Veteran Racer Max Papis Is NASCAR Star William Byron’s Secret Weapon07/11/2021
One of the most pleasant performance surprises thus far this season in the NASCAR Cup Series is William Byron.
Now in his fourth full-time season with Hendrick Motorsports in the Cup ranks—yes, time has surely gone by quickly for the young racing prodigy—Byron is enjoying his highest ranking in the standings thus far in his career.
Sporting Maaco colors and sponsorship on his No. 24 Chevrolet, Byron comes into Sunday’s Quaker State 400 at Atlanta Motor Speedway ranked an impressive third in the Cup standings (he’s been as high as second for four straight weeks).
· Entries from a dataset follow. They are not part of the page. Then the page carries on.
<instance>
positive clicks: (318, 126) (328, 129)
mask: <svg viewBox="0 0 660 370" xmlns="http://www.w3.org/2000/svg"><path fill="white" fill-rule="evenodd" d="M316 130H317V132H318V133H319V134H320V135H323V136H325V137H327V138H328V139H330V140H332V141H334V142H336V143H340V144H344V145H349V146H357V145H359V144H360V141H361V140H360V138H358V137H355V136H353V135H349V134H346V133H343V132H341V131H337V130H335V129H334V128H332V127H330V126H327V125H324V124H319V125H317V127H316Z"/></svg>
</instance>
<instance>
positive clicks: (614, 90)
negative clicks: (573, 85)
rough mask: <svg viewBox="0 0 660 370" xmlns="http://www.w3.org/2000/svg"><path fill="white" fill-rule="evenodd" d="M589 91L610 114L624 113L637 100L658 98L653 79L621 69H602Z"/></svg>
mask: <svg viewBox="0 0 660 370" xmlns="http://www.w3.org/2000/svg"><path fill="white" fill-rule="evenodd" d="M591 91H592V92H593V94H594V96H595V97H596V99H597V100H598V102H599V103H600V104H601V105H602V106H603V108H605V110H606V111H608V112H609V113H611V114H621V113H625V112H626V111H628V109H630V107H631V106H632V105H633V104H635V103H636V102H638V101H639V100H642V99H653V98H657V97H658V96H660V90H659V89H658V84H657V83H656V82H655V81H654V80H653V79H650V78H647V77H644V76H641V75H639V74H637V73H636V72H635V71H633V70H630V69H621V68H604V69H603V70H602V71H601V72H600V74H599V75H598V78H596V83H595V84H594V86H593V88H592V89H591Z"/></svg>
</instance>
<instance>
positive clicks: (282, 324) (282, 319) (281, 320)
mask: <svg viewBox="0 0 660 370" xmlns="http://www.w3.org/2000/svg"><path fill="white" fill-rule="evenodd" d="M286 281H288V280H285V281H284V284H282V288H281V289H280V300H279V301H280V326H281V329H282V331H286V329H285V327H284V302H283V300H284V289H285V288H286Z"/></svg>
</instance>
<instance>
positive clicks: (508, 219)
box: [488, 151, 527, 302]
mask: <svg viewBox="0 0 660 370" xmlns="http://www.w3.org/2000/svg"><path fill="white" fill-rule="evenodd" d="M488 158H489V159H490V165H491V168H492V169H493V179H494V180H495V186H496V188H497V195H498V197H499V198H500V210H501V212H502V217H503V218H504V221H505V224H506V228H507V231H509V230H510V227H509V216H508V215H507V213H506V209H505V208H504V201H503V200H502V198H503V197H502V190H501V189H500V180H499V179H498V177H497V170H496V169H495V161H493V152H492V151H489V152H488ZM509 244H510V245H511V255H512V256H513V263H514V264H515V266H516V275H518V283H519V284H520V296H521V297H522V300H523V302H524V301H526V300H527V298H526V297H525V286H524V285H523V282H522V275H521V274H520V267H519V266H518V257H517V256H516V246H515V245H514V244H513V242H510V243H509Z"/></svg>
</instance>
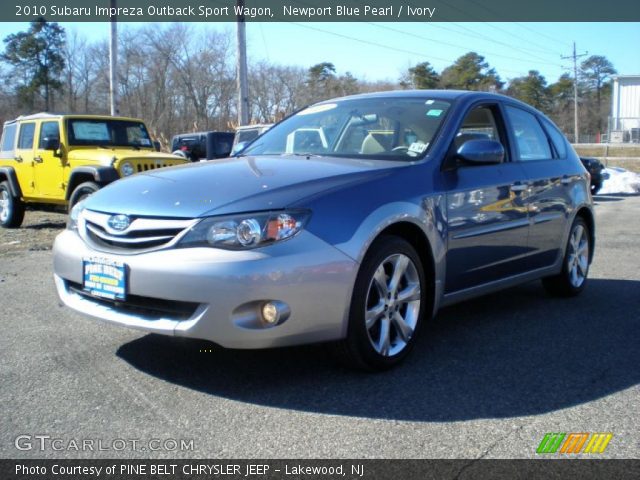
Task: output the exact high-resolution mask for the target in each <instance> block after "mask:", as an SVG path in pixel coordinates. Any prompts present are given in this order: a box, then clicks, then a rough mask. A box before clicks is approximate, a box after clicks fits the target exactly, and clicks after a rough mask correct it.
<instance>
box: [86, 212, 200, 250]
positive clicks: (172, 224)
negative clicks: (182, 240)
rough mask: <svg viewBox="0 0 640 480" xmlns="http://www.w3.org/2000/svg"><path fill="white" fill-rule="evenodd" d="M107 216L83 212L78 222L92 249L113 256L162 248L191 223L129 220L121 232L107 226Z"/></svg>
mask: <svg viewBox="0 0 640 480" xmlns="http://www.w3.org/2000/svg"><path fill="white" fill-rule="evenodd" d="M109 218H111V215H110V214H107V213H100V212H94V211H91V210H85V211H84V212H83V213H82V221H81V222H80V225H79V226H80V233H81V235H82V236H83V237H84V238H85V240H87V241H88V242H90V243H91V244H92V245H93V246H94V247H97V248H98V249H100V250H103V251H110V252H114V253H139V252H142V251H148V250H155V249H158V248H162V247H164V246H166V245H168V244H170V243H171V242H173V241H174V239H176V237H178V236H179V235H180V234H181V233H182V232H183V231H184V230H186V229H187V228H189V227H191V226H192V225H193V224H194V223H195V222H196V221H195V220H191V219H188V220H184V219H170V218H149V217H136V218H132V220H131V224H130V225H129V227H128V228H127V229H125V230H123V231H116V230H113V229H112V228H111V227H110V226H109Z"/></svg>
He has one win (Homestead), eight top-five and 14 top-10 finishes in the season’s first 20 races. And while it has been Byron who has achieved that on his own, he’s had a great back-up man in his corner.
Well-known veteran race car driver Max Papis has helped shepherd Byron’s career for the past six years, ever since Byron came into the NASCAR ranks in the Camping World Truck Series.
Over that time, Papis has been a key asset in helping Byron learn more about tracks, their nuances and how to race them, and more.
In other sports’ parlance, you might call Papis a “coach” for Byron. But Papis prefers being called a “performance advisor,” and the handle definitely illustrates how much he’s helped Byron’s development over the years.
“I don’t call myself ‘coach,’” Papis told me during a taping of The Racing Beat podcast. “I am a ‘performance advisor’ and I only do it (currently) for William Byron.
“It’s something that I’ve done in the past and I’ve worked with Joey Logano and Austin Dillon. It’s not what I call a job, but it’s more my project that I have William Byron. I met William when he was about 17 years old, helped him to grow within his God gift and his great ability.
“The reason why I don’t like the word ‘coach’ is because you can’t really teach speed. It comes from God. What you can do is advise a driver on how to better approach certain situations, how to grow. But the speed, it’s something that is natural, it’s something inside of you.
“So I like the word ‘performance advisor’ because that really is comprehensive. You make someone that is already great, become excellent. I add my 30 years of experience to the 23-year-old experience of William, to make him better every day.”
Byron, the 2017 NASCAR Xfinity Series champion is appreciative of the advice and guidance Papis has given him.
“Max and I have had a good friendship and over the years, we’ve been able to talk about different things, different ideas, whether it be road courses or just a general perspective on racing,” Byron told me. “I think it’s good to have people around you that have perspective on different aspects of racing and different parts of the sport.
“(Papis has) been in IndyCar and is in IndyCar right now as a steward, and he’s been in a lot of different race cars over the years. He has a good perspective and sometimes I tap into if I need advice on a track or just how to handle different racing situations. I feel it’s never a bad thing to have someone around you who has more knowledge than you when it comes to racing as a whole. I think that’s important.”
Papis is definitely a man on a mission, and that mission is to make Byron a NASCAR Cup champion. He’s already helped Logano achieve that in 2018. And Papis fully believes Byron will soon join Logano as a Cup champion.
“The satisfaction is tremendous,” Papis said of watching Byron’s development. “It’s something that would have been difficult to be done for other people because, again, it’s a unique relationship that I have with William Byron and we have had it for a long time, for over six years.
“It’s a project that I have and we’re getting close to the project will come to a possible conclusion when William wins the Cup Championship—and I don’t think we’re that far.”
Papis is happy for Byron’s success, no question. But if and when Byron wins the Cup championship and Papis has imparted as much of his own knowledge to his young charge as possible, Papis isn’t sure if he would move on to the next young driver and to become his/her “performance advisor.”
“I never say no, but it’s a pretty unique thing that happened with William and was unique as well with Joey Logano in the beginning,” Papis said. “It might happen that in the future I can find another motivation, another person but let’s see what the future holds.”